LA CUARESMA EN ABC
El patero del sábado: Un balcón, por Álvaro Rodríguez del Moral
Asomaban los primeros capirotes y sonaban los metales de unas bandas lastimeras
Había una Semana Santa presentida en el repiqueteo de la rampa que entretenía las sobremesas dominicales. Abajo pululaba la tropa de niños -rampa arriba, rampa abajo- vigilada por el pétreo Corazón de María . En lo alto de aquel breve compás, detrás de los cierres de madera, humeaba el café caliente de los mayores, reflejados absurdamente en torno a un azucarero de latón. El salón principal de aquel inmenso piso ya se abría de tarde en tarde. Oscuro y de atmósfera un punto ajada, tenía una antigua vitrina en la que se alineaban libros viejos que nadie leía. Algún trofeo de la guerra, fotos enmarcadas en ampulosos marcos dorados, retratos de niños repeinados vestidos de comunión, la mesa de comedor, un espejo de azogues, dos candelabros de brazos, la puerta de cristales que daba a la salita… Creo que en aquel tiempo ya sólo se usaba dos veces. La primera de ellas despedía olor a mazapán de La Logroñesa . La abuela lo administraba con grave solemnidad a los nietos más golosos.
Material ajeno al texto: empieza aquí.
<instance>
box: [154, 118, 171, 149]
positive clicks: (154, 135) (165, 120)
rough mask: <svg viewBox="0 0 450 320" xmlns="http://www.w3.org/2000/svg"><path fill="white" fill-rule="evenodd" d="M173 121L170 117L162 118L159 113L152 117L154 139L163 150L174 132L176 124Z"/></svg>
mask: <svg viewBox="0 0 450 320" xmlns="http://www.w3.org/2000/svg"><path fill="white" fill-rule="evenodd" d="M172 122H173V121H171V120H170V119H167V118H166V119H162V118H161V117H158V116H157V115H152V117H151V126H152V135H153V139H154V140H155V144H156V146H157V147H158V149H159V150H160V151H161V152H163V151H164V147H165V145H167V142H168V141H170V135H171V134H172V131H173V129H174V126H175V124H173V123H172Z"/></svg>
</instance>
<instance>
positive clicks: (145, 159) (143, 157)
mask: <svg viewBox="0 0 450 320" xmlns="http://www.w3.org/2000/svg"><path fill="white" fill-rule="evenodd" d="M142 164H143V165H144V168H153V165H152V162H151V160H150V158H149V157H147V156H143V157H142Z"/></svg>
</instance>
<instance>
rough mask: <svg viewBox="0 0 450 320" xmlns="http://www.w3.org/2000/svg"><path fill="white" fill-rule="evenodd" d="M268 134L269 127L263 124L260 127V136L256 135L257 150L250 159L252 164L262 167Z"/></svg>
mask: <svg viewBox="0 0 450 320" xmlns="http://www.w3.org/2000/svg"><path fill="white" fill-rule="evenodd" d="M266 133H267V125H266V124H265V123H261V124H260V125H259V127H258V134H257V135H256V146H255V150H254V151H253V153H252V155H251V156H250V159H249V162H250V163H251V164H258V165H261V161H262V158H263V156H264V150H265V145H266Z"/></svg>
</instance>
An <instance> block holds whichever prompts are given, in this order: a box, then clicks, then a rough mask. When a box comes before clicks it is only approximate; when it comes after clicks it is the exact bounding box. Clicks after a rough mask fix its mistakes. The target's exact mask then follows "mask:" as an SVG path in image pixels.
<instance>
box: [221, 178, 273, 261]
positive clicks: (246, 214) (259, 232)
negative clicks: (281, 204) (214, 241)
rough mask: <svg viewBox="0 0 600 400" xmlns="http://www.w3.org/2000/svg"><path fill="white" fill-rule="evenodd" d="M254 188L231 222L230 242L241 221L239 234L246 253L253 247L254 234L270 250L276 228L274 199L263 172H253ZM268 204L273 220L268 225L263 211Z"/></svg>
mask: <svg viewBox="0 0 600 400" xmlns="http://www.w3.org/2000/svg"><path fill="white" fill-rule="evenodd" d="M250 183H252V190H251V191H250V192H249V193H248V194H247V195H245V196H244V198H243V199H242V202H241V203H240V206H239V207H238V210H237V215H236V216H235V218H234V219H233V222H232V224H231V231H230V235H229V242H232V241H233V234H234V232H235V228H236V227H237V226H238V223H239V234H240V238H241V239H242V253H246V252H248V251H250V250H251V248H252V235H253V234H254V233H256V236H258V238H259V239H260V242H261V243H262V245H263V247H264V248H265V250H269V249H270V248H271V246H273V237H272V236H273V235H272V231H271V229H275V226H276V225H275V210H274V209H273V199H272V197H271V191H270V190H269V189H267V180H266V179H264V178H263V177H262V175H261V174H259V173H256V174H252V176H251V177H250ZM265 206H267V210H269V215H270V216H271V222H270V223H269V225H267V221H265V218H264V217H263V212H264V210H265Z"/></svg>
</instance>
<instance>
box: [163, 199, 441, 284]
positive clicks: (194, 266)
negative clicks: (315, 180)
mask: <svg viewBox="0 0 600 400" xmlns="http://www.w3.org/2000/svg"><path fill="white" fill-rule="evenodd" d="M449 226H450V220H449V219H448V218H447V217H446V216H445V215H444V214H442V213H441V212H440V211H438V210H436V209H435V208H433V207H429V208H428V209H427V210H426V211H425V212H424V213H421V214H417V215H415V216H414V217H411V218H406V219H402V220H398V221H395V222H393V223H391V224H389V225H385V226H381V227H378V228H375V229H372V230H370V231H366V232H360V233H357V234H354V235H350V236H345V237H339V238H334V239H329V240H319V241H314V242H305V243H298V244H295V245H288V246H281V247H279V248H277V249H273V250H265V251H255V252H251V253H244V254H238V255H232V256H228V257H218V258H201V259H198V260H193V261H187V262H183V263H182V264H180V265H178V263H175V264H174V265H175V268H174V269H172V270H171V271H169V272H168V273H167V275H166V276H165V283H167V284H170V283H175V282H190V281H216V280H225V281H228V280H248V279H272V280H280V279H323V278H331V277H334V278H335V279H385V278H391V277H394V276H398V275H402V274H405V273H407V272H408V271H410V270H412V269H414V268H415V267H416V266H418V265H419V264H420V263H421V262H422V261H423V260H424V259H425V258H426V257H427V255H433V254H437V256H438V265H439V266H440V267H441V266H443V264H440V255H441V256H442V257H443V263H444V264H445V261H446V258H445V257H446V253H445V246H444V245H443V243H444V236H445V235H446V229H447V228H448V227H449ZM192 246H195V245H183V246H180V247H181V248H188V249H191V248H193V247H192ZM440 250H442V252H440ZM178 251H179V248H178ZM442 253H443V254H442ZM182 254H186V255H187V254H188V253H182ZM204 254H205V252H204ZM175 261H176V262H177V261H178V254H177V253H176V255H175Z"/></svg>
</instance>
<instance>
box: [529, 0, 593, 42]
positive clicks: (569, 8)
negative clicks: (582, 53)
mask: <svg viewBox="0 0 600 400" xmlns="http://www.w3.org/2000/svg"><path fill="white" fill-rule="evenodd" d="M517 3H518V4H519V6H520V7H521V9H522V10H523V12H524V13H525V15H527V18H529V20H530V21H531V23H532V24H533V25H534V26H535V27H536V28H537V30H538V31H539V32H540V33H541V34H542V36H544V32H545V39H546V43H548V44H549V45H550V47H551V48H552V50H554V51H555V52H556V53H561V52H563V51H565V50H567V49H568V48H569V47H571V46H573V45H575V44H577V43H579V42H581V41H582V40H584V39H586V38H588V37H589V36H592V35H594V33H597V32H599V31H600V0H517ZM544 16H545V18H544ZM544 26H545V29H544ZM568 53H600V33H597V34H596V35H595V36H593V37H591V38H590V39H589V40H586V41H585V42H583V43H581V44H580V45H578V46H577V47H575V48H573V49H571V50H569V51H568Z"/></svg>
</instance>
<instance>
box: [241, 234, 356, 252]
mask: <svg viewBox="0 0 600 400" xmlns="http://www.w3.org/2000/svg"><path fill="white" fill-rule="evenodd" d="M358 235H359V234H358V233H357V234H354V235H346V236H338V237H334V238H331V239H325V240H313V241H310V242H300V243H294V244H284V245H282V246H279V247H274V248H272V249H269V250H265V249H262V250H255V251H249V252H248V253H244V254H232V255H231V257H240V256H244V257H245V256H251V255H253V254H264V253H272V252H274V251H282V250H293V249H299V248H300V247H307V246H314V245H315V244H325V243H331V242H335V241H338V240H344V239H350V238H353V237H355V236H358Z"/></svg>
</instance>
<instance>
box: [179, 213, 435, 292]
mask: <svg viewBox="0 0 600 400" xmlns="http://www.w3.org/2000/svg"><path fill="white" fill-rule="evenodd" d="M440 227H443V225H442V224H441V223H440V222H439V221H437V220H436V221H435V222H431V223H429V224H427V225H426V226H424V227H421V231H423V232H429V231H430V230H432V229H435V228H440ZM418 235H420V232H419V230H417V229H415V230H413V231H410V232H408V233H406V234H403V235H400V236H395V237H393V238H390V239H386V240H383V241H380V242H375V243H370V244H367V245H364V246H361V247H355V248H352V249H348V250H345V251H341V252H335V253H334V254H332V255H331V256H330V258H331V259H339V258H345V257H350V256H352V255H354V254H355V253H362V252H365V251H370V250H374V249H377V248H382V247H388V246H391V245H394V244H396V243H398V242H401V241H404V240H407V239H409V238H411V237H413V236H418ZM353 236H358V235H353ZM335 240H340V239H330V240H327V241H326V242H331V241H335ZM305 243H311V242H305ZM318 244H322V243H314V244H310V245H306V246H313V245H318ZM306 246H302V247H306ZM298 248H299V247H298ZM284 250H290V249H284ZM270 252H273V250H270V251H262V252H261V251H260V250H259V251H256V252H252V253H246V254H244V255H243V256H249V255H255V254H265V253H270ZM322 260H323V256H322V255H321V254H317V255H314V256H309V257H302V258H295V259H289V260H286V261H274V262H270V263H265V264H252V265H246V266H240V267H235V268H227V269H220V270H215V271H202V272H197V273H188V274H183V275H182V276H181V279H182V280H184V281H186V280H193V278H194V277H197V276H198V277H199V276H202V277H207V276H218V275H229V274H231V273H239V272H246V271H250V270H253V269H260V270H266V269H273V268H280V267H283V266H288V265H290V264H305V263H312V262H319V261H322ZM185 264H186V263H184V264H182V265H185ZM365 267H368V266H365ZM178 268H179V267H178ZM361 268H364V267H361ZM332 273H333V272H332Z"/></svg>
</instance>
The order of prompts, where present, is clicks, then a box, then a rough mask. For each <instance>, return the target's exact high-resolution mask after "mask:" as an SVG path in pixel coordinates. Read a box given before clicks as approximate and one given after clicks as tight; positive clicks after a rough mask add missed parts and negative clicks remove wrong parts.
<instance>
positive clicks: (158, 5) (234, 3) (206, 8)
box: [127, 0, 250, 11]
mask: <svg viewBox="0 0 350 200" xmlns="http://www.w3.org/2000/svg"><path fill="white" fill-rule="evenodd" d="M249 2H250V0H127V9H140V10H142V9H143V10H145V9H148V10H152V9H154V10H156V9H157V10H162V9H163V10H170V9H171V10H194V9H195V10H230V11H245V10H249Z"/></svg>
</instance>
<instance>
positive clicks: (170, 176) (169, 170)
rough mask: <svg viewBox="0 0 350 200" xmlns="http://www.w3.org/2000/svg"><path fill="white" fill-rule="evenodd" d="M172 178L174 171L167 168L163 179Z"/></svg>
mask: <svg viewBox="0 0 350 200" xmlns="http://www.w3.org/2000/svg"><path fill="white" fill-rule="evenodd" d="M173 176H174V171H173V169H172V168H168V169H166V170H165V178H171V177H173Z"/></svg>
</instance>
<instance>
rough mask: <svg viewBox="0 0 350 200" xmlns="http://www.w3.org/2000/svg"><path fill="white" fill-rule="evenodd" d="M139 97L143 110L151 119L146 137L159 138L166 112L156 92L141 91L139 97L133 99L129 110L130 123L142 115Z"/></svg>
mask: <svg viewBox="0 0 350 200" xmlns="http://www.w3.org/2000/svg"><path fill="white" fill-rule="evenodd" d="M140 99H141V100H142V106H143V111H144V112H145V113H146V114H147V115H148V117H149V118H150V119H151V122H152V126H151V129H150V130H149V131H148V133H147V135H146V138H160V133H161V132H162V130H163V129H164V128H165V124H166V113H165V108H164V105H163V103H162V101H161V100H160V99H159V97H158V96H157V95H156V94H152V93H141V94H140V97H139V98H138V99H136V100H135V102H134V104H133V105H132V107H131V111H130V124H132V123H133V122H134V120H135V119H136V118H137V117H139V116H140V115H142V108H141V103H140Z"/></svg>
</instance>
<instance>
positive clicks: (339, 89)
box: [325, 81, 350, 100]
Era la segunda vez que veíamos franqueada aquella puerta en todo el año. Pero antes, al llegar la primavera, su balcón se abría de par en par para dejar entrar el aire nuevo de un tiempo de ilusiones. Los barrotes se guarnecían con un tablero -retorcido por las inclemencias meteorológicas- que salvaguardaba la decencia de las señoras. No era cuestión de enseñar demasiado las piernas.
Había sitio para todos: los mayores, en dos filas, y los más chicos sentados a sus pies con la cara encajada entre unos barrotes de forja que ahora recobran vida. La mesa se llenaba de huevo hilado, fiambre, mediasnoches y refrescos. El olor de la merienda se mezclaba con el humo del incienso que llegaba de la calle o el compás conventual. Abajo, un arropiero pregonaba las excelencias de su canasto y las primas -ya mayorcitas- se reían entre dientes cuando alguien bajaba a comprarle chochos.
Asomaban los primeros capirotes y sonaban los metales de unas bandas lastimeras. La señora de la casa permanecía, día a día, ajena a aquel goteo de cofradías mirando por encima del balcón que reunió tantas vidas y afectos. Sólo interrumpía su labor y la atención a aquella tropa menuda cuando pasaba -precedida de mil nazarenos negros- la misma dolorosa sin palio que siempre llevó colgada al cuello.